The Defense Department on Thursday announced the names of five military bases that are under consideration to host a potential new U.S. missile interceptor site, according to the Pentagon's American Forces Press Service.
The facilities selected for the congressionally required siting study are: Fort Drum in New York, Camp Ethan Allen Training Site in Vermont, Naval Air Station Portsmouth SERE Training Area in Maine, Camp Ravenna Joint Training Center in Ohio and Fort Custer Training Center in Michigan.
Congress in fiscal 2013 passed a law that requires the Pentagon to study possibilities for establishing a third interceptor site for homeland defense against possible ICBM attacks by North Korea and Iran.

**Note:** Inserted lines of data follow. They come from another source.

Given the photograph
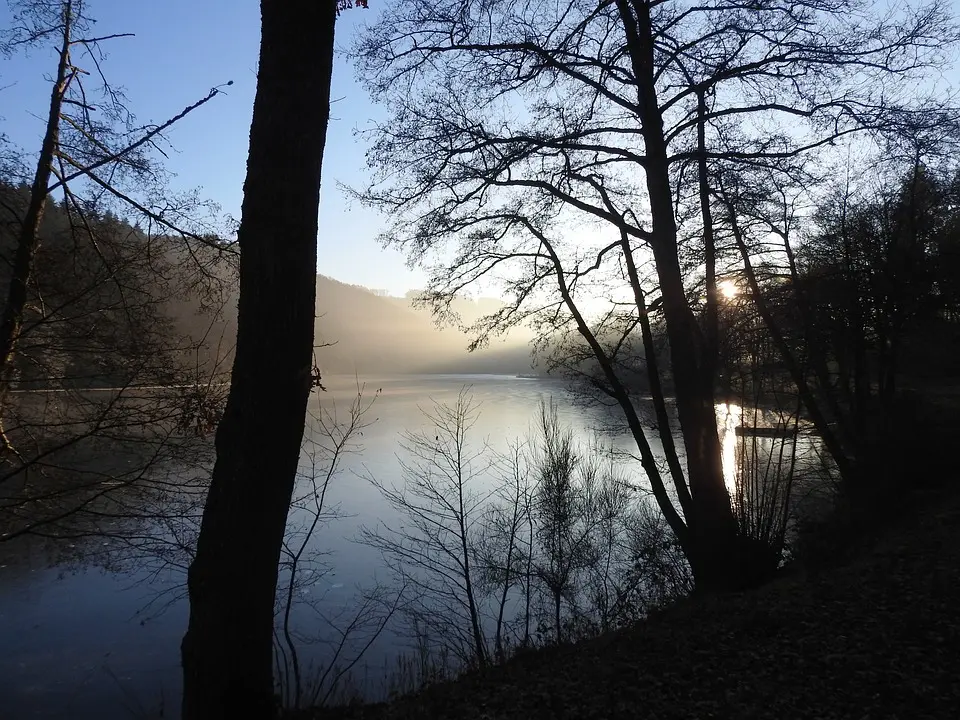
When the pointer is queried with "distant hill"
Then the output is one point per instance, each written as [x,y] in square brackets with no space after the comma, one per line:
[373,332]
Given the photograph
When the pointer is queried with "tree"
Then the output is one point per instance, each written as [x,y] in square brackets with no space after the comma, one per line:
[82,142]
[566,152]
[228,648]
[433,551]
[93,290]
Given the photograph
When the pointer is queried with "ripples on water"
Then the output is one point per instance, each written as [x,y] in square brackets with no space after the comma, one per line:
[85,642]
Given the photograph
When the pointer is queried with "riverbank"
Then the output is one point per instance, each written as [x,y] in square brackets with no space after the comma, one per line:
[871,637]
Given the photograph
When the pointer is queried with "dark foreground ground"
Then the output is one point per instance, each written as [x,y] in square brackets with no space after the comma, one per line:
[873,635]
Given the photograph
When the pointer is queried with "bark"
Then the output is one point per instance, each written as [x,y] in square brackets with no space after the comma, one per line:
[711,524]
[28,241]
[227,650]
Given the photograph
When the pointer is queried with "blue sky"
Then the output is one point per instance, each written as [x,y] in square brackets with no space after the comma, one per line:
[183,48]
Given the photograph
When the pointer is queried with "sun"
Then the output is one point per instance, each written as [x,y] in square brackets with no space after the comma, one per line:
[729,289]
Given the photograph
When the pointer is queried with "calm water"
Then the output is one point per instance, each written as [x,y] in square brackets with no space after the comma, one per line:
[86,642]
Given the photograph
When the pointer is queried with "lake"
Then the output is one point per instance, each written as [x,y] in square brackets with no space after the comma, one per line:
[80,640]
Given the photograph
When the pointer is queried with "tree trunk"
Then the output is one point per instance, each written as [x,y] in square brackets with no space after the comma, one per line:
[29,237]
[227,650]
[711,525]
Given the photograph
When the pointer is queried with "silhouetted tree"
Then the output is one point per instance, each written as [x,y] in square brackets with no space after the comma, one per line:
[228,648]
[512,121]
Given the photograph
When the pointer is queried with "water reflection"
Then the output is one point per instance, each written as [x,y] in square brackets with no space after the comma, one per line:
[730,417]
[68,641]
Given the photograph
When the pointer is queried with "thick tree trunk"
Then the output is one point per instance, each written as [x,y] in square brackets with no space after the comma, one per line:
[28,240]
[710,522]
[227,651]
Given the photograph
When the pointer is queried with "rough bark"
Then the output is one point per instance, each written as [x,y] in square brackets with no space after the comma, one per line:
[28,241]
[710,523]
[227,650]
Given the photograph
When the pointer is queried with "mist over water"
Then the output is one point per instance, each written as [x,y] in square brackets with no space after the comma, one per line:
[82,640]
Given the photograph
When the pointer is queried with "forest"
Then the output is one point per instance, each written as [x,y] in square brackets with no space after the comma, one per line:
[730,229]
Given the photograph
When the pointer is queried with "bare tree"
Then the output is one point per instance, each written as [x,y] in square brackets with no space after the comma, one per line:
[433,547]
[227,651]
[101,390]
[345,636]
[564,153]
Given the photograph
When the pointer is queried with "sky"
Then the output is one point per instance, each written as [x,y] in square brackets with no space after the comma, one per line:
[183,48]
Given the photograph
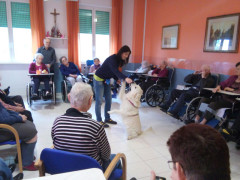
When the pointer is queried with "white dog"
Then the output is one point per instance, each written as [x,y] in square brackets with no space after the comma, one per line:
[130,103]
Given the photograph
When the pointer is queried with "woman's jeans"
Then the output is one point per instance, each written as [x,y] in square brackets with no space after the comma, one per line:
[102,89]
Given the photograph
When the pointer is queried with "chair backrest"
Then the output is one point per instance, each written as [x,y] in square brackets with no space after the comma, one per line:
[170,74]
[89,62]
[57,161]
[216,78]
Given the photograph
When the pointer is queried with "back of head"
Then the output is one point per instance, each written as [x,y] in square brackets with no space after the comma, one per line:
[201,151]
[80,95]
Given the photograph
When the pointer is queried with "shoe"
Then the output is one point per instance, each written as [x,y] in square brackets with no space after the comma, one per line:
[173,115]
[31,167]
[110,121]
[104,124]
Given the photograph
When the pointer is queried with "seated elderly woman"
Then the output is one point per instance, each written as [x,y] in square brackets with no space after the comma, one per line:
[26,131]
[39,68]
[232,84]
[70,70]
[88,132]
[95,66]
[162,71]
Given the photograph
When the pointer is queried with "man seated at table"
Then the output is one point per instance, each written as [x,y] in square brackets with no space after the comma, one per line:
[161,72]
[87,132]
[232,84]
[95,66]
[39,68]
[70,70]
[198,80]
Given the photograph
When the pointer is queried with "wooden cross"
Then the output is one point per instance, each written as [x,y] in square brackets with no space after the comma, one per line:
[55,16]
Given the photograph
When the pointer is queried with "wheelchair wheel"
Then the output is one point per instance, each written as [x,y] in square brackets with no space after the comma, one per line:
[192,108]
[54,93]
[154,95]
[29,94]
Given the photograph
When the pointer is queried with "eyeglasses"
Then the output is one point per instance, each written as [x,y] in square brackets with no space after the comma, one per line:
[171,164]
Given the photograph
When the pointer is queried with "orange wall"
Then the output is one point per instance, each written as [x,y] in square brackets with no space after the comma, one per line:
[138,25]
[191,15]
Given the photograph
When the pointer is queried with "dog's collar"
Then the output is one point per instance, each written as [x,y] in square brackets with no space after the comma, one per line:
[132,104]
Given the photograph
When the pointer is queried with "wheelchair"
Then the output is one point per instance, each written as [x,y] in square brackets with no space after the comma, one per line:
[188,111]
[41,91]
[66,86]
[156,93]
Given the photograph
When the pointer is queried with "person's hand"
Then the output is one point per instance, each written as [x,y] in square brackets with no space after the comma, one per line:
[216,89]
[128,80]
[24,118]
[153,175]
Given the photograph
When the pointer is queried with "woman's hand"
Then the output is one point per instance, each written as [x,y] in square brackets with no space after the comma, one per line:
[228,89]
[218,88]
[128,80]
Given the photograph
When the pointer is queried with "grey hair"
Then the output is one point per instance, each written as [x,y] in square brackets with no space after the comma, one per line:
[37,55]
[80,94]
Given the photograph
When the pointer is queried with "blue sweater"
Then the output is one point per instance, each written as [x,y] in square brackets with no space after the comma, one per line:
[109,69]
[71,69]
[9,117]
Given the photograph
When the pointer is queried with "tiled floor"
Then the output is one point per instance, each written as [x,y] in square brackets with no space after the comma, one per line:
[145,153]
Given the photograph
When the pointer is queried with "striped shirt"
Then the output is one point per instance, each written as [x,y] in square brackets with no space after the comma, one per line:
[76,132]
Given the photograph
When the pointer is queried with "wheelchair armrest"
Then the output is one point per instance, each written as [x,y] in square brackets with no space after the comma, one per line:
[113,164]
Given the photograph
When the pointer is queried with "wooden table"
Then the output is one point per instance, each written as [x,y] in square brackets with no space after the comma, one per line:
[88,174]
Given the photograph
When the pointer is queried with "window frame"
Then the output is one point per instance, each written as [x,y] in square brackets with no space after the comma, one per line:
[94,9]
[12,59]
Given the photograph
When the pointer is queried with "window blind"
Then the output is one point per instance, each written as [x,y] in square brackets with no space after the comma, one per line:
[3,14]
[20,15]
[85,21]
[102,24]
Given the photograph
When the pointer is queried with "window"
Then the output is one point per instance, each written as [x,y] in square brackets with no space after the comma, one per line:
[94,38]
[15,32]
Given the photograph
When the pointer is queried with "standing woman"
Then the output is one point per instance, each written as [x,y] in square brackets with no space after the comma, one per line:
[101,82]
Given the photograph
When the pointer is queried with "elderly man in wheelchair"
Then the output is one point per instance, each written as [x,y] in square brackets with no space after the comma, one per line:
[178,98]
[40,73]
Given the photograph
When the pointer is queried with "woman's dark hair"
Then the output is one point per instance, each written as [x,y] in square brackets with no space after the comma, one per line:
[62,58]
[201,151]
[237,64]
[119,55]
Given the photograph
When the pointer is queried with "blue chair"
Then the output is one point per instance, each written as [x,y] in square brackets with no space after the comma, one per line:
[55,161]
[17,142]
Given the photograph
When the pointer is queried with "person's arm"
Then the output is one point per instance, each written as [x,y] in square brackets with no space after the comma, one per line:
[63,70]
[32,68]
[103,144]
[9,117]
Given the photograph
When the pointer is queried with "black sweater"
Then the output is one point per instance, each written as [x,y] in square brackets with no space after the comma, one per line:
[109,69]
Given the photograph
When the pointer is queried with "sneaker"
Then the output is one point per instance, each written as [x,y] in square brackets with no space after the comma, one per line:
[104,124]
[31,167]
[110,121]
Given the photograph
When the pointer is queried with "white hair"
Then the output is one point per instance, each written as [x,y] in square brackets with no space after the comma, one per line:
[80,94]
[37,55]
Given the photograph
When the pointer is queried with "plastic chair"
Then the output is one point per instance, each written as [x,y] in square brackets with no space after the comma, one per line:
[55,161]
[16,142]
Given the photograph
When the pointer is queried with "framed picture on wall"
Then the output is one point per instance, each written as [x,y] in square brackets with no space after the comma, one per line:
[222,33]
[170,36]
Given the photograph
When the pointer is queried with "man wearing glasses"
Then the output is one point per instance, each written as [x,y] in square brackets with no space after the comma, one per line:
[198,153]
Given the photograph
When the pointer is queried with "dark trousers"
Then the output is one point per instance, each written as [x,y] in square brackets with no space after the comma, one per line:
[214,106]
[37,80]
[183,96]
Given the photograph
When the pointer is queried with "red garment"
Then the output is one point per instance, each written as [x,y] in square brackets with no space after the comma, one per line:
[33,68]
[160,73]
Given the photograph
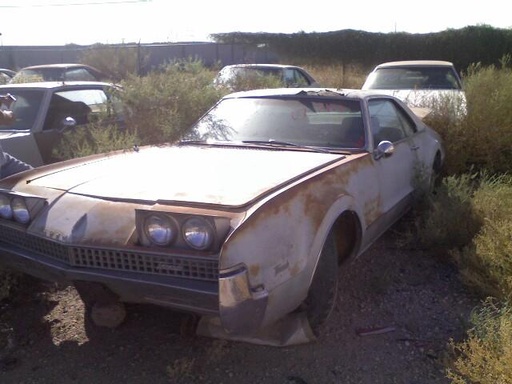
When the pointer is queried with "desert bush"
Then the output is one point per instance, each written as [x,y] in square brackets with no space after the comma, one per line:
[166,103]
[116,62]
[485,356]
[446,219]
[483,138]
[486,262]
[92,139]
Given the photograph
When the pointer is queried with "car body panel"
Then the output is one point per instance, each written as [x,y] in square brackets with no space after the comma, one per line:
[419,83]
[40,112]
[290,75]
[58,72]
[270,205]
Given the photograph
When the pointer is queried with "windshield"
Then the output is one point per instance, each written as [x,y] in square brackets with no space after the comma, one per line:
[25,108]
[429,77]
[314,122]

Legislators approved $100 million for the site review, but no decision has been made on whether to proceed with building a new interceptor site.

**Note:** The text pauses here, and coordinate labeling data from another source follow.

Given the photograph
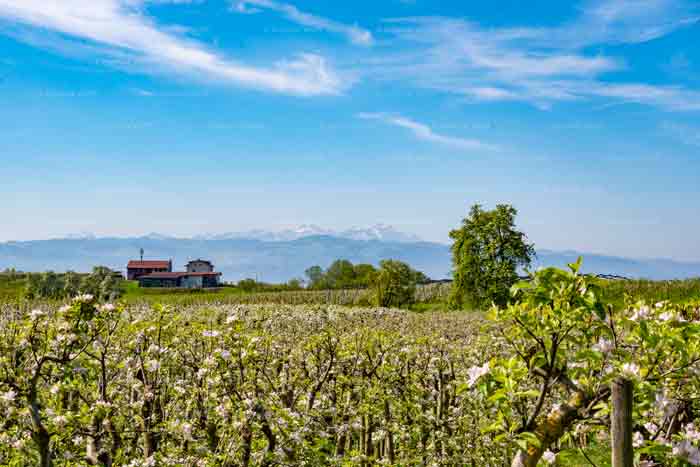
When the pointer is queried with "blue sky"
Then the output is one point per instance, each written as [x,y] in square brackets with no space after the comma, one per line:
[125,117]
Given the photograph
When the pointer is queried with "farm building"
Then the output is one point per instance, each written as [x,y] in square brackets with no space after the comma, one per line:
[199,265]
[136,269]
[181,280]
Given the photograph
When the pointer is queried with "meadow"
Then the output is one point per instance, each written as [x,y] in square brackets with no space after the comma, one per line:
[282,378]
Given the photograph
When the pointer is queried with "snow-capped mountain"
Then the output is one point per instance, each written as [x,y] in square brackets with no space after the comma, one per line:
[379,232]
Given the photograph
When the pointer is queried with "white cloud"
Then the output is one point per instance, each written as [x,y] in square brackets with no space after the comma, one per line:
[354,34]
[539,65]
[120,27]
[686,134]
[425,133]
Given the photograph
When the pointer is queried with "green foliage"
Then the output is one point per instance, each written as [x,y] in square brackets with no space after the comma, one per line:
[395,284]
[102,283]
[238,386]
[567,346]
[341,274]
[487,252]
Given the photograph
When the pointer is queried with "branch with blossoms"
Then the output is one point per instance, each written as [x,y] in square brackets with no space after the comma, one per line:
[568,347]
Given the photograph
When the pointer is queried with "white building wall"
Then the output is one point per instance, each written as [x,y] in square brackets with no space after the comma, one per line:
[199,266]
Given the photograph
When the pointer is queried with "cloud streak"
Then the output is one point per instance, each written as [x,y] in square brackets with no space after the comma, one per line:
[122,31]
[538,65]
[425,133]
[353,33]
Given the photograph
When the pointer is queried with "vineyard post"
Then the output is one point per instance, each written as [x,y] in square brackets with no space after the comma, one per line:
[621,423]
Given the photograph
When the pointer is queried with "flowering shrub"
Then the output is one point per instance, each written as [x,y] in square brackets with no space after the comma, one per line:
[262,385]
[567,347]
[239,385]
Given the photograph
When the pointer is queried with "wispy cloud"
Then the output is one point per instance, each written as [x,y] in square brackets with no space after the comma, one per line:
[353,33]
[120,29]
[539,65]
[425,133]
[686,134]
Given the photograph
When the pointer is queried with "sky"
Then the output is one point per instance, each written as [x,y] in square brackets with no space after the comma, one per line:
[123,117]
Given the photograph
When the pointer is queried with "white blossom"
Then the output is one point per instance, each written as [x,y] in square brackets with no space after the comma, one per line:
[476,372]
[549,457]
[691,433]
[604,345]
[641,313]
[637,439]
[35,314]
[9,396]
[630,370]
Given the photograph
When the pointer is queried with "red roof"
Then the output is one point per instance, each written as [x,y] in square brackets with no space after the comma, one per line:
[177,275]
[148,264]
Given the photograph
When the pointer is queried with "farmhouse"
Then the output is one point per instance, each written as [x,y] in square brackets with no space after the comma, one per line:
[199,274]
[137,269]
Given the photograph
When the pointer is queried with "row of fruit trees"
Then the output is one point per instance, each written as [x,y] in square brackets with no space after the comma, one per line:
[228,385]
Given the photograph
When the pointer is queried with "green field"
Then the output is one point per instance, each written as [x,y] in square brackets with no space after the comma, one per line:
[270,378]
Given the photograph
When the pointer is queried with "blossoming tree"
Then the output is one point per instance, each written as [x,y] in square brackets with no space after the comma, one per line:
[567,347]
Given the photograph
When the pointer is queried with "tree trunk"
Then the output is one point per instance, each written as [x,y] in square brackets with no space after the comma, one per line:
[551,429]
[621,424]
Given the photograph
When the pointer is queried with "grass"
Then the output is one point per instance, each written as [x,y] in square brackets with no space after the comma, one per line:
[11,287]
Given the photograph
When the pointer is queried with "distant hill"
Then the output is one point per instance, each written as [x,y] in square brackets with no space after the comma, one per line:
[280,260]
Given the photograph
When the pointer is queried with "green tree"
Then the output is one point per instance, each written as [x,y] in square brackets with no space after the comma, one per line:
[395,284]
[316,277]
[486,254]
[71,286]
[340,274]
[364,275]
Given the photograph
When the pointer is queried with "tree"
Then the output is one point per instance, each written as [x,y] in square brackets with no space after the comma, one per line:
[395,284]
[315,276]
[340,274]
[486,254]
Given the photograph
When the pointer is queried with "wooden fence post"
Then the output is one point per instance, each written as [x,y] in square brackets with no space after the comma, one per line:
[621,423]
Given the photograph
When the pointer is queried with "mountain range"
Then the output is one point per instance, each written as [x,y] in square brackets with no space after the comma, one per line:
[280,256]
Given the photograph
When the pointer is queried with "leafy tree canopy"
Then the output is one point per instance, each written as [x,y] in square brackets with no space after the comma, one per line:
[487,251]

There are presently 30 long-range interceptors deployed at two interceptor sites at Fort Greely in Alaska and Vandenberg Air Force Base in California.
"While the administration has not made a decision to build another missile defense facility in the U.S. for homeland defense, if a decision were to be made in the future to construct a new site, completing the required site study and environmental impact statement would shorten the timeline required to build such a site," Missile Defense Agency head Vice Adm. James Syring said in provided comments.

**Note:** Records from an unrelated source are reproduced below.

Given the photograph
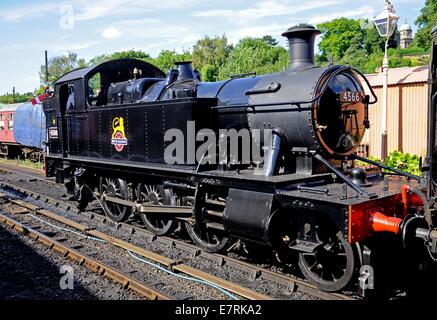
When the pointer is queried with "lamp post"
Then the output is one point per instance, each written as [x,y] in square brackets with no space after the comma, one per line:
[385,23]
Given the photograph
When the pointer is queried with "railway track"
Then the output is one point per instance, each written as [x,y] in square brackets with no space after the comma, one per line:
[187,259]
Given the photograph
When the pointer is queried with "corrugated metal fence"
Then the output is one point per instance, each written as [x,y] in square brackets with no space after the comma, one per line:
[407,113]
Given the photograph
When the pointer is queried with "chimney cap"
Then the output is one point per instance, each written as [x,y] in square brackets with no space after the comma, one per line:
[301,29]
[181,63]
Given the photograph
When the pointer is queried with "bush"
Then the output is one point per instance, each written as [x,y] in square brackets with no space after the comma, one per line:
[405,162]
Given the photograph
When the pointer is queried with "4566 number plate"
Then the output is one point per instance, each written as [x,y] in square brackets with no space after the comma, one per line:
[350,97]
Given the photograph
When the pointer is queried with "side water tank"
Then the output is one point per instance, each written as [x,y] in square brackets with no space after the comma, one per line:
[30,126]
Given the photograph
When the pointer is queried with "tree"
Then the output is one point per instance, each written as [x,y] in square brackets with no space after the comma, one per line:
[58,66]
[209,54]
[19,98]
[425,22]
[270,40]
[131,54]
[254,55]
[337,36]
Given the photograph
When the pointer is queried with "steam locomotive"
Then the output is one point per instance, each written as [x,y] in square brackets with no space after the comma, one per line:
[114,133]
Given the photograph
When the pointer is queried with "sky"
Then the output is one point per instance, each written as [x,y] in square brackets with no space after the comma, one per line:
[93,27]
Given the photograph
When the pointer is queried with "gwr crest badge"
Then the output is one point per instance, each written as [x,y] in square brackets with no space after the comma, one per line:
[119,139]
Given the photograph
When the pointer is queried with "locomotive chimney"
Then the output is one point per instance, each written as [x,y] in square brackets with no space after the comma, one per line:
[185,70]
[301,41]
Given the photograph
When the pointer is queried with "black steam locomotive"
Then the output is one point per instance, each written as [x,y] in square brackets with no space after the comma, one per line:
[114,133]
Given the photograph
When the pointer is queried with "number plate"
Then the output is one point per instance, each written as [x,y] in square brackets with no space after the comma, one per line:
[350,97]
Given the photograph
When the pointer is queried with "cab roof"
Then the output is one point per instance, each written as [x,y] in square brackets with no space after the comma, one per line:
[148,69]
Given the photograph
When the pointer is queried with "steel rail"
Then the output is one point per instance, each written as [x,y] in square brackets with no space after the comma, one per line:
[83,260]
[294,284]
[173,265]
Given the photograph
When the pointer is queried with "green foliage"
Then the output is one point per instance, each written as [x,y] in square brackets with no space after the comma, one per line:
[425,22]
[405,162]
[131,54]
[58,66]
[358,43]
[359,163]
[254,55]
[167,58]
[209,54]
[19,98]
[337,36]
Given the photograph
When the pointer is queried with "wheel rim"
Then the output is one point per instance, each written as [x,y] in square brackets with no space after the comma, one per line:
[209,240]
[114,188]
[330,267]
[156,195]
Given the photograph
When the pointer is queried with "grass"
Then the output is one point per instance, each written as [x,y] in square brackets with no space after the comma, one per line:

A small Pentagon delegation will travel to each of the five sites to gather information on such infrastructure considerations as electricity and water supplies and access to transportation.
After the siting study is completed, the selection process will be narrowed down to three bases that will have official environmental-impact statements completed on them in order to determine the best possible location for the potential interceptor site, VTDigger.org reported. EIA studies typically take 18-24 months to complete.
Soem Vermont leaders, for their part, are unhappy that Camp Ethan Allen is in the running to host the possible interceptor site.
"I've always felt that the multiple billions spent on missile defense are a monumental waste of money, on technologically challenged systems, and I am empathetically against putting one of these sites in Vermont," Senator Patrick Leahy (D-Vt.) said to journalists.
Senator Bernie Sanders (I-Vt.), Representative Peter Welch (D-Vt.) and Vermont Governor Peter Shumlin have also come out in opposition to interceptors being placed in Vermont.